At Tuesday's meeting in Washington, government advisers tried to set priorities for a national campaign to treat and manage the disease that is projected to cost more than a trillion dollars by 2050. But the plan doesn't include any funding.
Dr. Joshua Chodosh of UCLA studied the impact of Alzheimer's in California. "This is a crisis that's only going to grow enormously in the next 20 years. Now is the time to act, not when it's even worse than it is now."
The Dalys have been married for almost 48 years. Mike is frustrated with the lack of progress but isn't ready to let go.
"It's very difficult. I can't lose her," he said with emotion. "I pray to God she goes before me."

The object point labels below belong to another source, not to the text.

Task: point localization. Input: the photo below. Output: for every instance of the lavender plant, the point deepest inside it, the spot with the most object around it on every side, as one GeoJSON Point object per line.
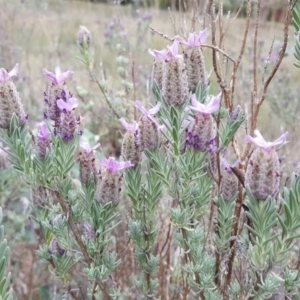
{"type": "Point", "coordinates": [199, 226]}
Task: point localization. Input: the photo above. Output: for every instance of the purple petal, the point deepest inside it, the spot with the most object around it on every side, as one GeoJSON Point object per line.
{"type": "Point", "coordinates": [138, 104]}
{"type": "Point", "coordinates": [112, 166]}
{"type": "Point", "coordinates": [14, 71]}
{"type": "Point", "coordinates": [43, 131]}
{"type": "Point", "coordinates": [155, 109]}
{"type": "Point", "coordinates": [214, 104]}
{"type": "Point", "coordinates": [73, 102]}
{"type": "Point", "coordinates": [281, 140]}
{"type": "Point", "coordinates": [61, 104]}
{"type": "Point", "coordinates": [4, 76]}
{"type": "Point", "coordinates": [196, 105]}
{"type": "Point", "coordinates": [202, 36]}
{"type": "Point", "coordinates": [261, 142]}
{"type": "Point", "coordinates": [58, 76]}
{"type": "Point", "coordinates": [50, 75]}
{"type": "Point", "coordinates": [87, 148]}
{"type": "Point", "coordinates": [124, 123]}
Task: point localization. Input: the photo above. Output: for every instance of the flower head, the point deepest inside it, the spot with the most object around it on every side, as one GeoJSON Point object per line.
{"type": "Point", "coordinates": [132, 127]}
{"type": "Point", "coordinates": [195, 40]}
{"type": "Point", "coordinates": [113, 166]}
{"type": "Point", "coordinates": [68, 105]}
{"type": "Point", "coordinates": [87, 148]}
{"type": "Point", "coordinates": [43, 131]}
{"type": "Point", "coordinates": [167, 54]}
{"type": "Point", "coordinates": [212, 106]}
{"type": "Point", "coordinates": [5, 76]}
{"type": "Point", "coordinates": [261, 142]}
{"type": "Point", "coordinates": [58, 76]}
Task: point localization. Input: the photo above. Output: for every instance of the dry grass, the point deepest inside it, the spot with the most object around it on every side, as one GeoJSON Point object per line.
{"type": "Point", "coordinates": [40, 34]}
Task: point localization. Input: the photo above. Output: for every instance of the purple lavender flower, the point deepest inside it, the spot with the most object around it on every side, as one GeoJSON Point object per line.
{"type": "Point", "coordinates": [148, 113]}
{"type": "Point", "coordinates": [261, 142]}
{"type": "Point", "coordinates": [6, 76]}
{"type": "Point", "coordinates": [55, 247]}
{"type": "Point", "coordinates": [229, 182]}
{"type": "Point", "coordinates": [110, 185]}
{"type": "Point", "coordinates": [130, 146]}
{"type": "Point", "coordinates": [195, 40]}
{"type": "Point", "coordinates": [212, 106]}
{"type": "Point", "coordinates": [263, 170]}
{"type": "Point", "coordinates": [69, 121]}
{"type": "Point", "coordinates": [58, 76]}
{"type": "Point", "coordinates": [43, 141]}
{"type": "Point", "coordinates": [88, 231]}
{"type": "Point", "coordinates": [132, 127]}
{"type": "Point", "coordinates": [167, 54]}
{"type": "Point", "coordinates": [88, 162]}
{"type": "Point", "coordinates": [68, 105]}
{"type": "Point", "coordinates": [113, 167]}
{"type": "Point", "coordinates": [10, 101]}
{"type": "Point", "coordinates": [202, 134]}
{"type": "Point", "coordinates": [148, 127]}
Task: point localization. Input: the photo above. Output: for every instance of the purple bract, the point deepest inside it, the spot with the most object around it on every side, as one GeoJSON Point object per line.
{"type": "Point", "coordinates": [58, 76]}
{"type": "Point", "coordinates": [113, 166]}
{"type": "Point", "coordinates": [5, 76]}
{"type": "Point", "coordinates": [261, 142]}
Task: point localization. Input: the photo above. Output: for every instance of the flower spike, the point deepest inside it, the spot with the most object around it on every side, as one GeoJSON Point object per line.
{"type": "Point", "coordinates": [262, 143]}
{"type": "Point", "coordinates": [6, 76]}
{"type": "Point", "coordinates": [58, 76]}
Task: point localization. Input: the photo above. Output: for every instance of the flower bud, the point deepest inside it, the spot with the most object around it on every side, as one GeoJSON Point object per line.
{"type": "Point", "coordinates": [43, 141]}
{"type": "Point", "coordinates": [10, 101]}
{"type": "Point", "coordinates": [84, 37]}
{"type": "Point", "coordinates": [148, 127]}
{"type": "Point", "coordinates": [195, 66]}
{"type": "Point", "coordinates": [175, 82]}
{"type": "Point", "coordinates": [202, 133]}
{"type": "Point", "coordinates": [57, 89]}
{"type": "Point", "coordinates": [263, 172]}
{"type": "Point", "coordinates": [109, 186]}
{"type": "Point", "coordinates": [130, 147]}
{"type": "Point", "coordinates": [88, 163]}
{"type": "Point", "coordinates": [68, 122]}
{"type": "Point", "coordinates": [157, 71]}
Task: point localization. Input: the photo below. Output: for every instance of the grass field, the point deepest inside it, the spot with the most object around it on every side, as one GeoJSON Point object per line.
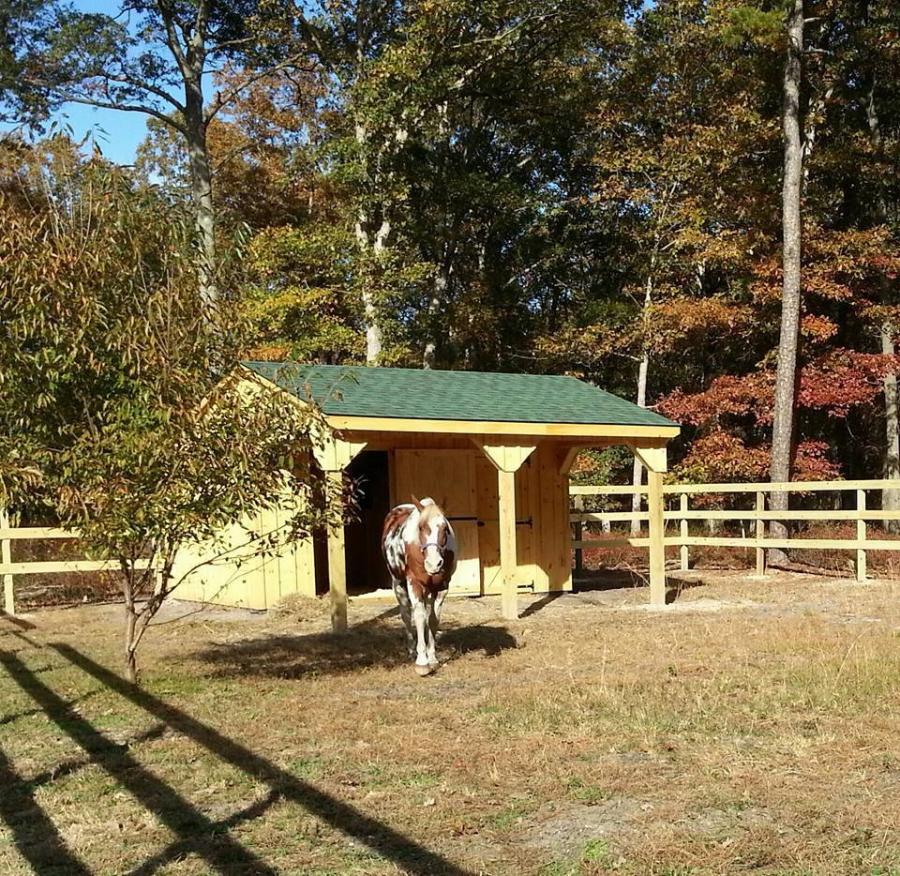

A top priority will be arming doctors with tools to recognize symptoms early.
CBS Evening News anchor Scott Pelley asked LaPook if there is no effective treatment, then what if it matter if it's found early.
 "The thinking is that right now we may have effective drugs," said LaPook, "but we're giving them too late. It turns out that the changes in the brain actually start 10-20 years before the symptoms. So we have to identify the symptoms early and give the drugs then. It's like heart disease: If you wait for somebody to have five heart attacks, and he's in heart failure, and then you say, 'Why don't we give Lipitor?' It's too late. The same thing may be true for drugs for the treatment of Alzheimer's."